Professors Miller and Bahnson argue that there is no decision to make, because widespread adoption of IFRS is some sort of mirage. However, their argument is not supported by the facts. There is indeed widespread support for the objective of a single set of global accounting standards, as well as clear evidence that, for almost all of the world, IFRS already are those standards.

Paul Volcker, former chairman of the U.S. Federal Reserve, summed up the need for comparable, high-quality, global accounting standards eloquently and simply: “If we really believe in open international markets and the benefits of global finance, then it can’t make sense to have different accounting rules and practices for companies and investors operating across national borders. That is why we need global standards. Ultimately this will get done.”

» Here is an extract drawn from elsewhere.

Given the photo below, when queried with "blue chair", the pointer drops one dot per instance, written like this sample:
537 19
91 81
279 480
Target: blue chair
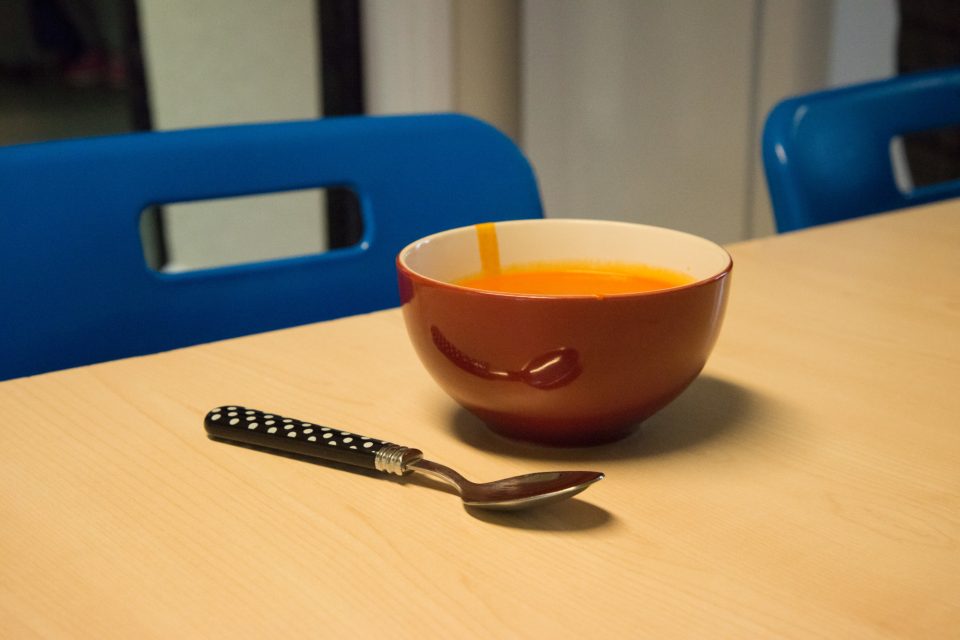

Professors Miller and Bahnson titled their article, “Global standards advocates need to understand the problems.” I think we do understand the problems. And we believe that the solution is IFRS. AT

Paul Pacter is a former member of the IASB and currently manages the IFRS Foundation’s study of IFRS use around the world. From 1973 to 2010, he was a staff member of FASB, the IASC and the IASB. The views expressed here are his own.